Former Joint Chiefs of Staff Deputy Director and former US Air Force Intelligence Officer Col. Cedric Leighton argued that the United States essentially has “no air campaign” against ISIS on Friday’s “Shepard Smith Reporting” on Fox News Channel.
“It is no air campaign because when you compare the number of sorties, that is the number flights that were made with armament in the beginning of Iraqi freedom or the beginning of Desert Storm, this is not even a tenth of what we did during those nights of initial campaigning, so that’s why this is not a real air campaign, and I think we really need to be careful how we characterize this event,” he said.
Leighton also lamented that the US had lost element of surprise against ISIS, saying, “What you want to do is you want to make sure you have the element of surprise on your side. and we lost that in so many ways when it comes to not only the Iraqi campaign against ISIS, but also the Syrian phase of this campaign, and I really think it’s very important that we maintain that element of surprise, and the fact we have lost it creates some unique difficulties not only for air power but for future policy options in general.”
He emphasized the need for the US to defend Baghdad, stating, “If Baghdad is threatened, if Baghdad is about to become victim to ISIS or even if Baghdad is about to be encircled by ISIS, it’s really in our national interests that we put a stop to that, that we go ahead and actually make a difference when it comes to the fighting on the ground and that we really do a lot from an air campaign perspective as well as a special operations perspective that we haven’t seen right now at this point in this campaign.
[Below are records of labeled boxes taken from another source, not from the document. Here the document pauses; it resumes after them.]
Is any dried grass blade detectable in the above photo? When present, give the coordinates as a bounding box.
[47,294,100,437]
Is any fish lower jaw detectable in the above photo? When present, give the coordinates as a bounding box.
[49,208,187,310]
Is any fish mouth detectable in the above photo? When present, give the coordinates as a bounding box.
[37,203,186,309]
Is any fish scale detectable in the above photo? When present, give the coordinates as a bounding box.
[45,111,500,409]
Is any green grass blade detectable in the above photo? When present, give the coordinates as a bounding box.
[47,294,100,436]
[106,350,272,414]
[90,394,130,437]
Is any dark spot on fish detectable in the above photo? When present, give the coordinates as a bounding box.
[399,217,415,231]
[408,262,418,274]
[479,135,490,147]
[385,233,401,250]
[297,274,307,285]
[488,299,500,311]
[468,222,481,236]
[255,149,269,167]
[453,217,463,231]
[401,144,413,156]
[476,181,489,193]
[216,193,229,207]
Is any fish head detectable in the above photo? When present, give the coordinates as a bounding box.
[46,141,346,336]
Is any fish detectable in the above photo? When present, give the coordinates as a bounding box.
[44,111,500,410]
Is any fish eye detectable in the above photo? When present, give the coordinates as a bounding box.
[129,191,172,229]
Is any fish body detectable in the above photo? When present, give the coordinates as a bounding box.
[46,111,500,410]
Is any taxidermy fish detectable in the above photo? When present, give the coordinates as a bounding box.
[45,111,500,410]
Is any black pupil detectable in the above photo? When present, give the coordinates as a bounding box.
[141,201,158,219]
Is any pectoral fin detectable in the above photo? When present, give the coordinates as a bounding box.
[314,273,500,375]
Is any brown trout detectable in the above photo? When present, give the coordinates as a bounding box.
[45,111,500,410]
“I think it’s a very bad situation. I am surprised that we let it go this far, this long, without engaging in effective action. But what this means, Harris, is that we’ve let politics decide exactly how we’re going to conduct a military campaign, and unfortunately military campaigns don’t wait for politics. They don’t wait for us to look at it in that way. They have their own realities, and we’re dealing with that reality right now,” he concluded.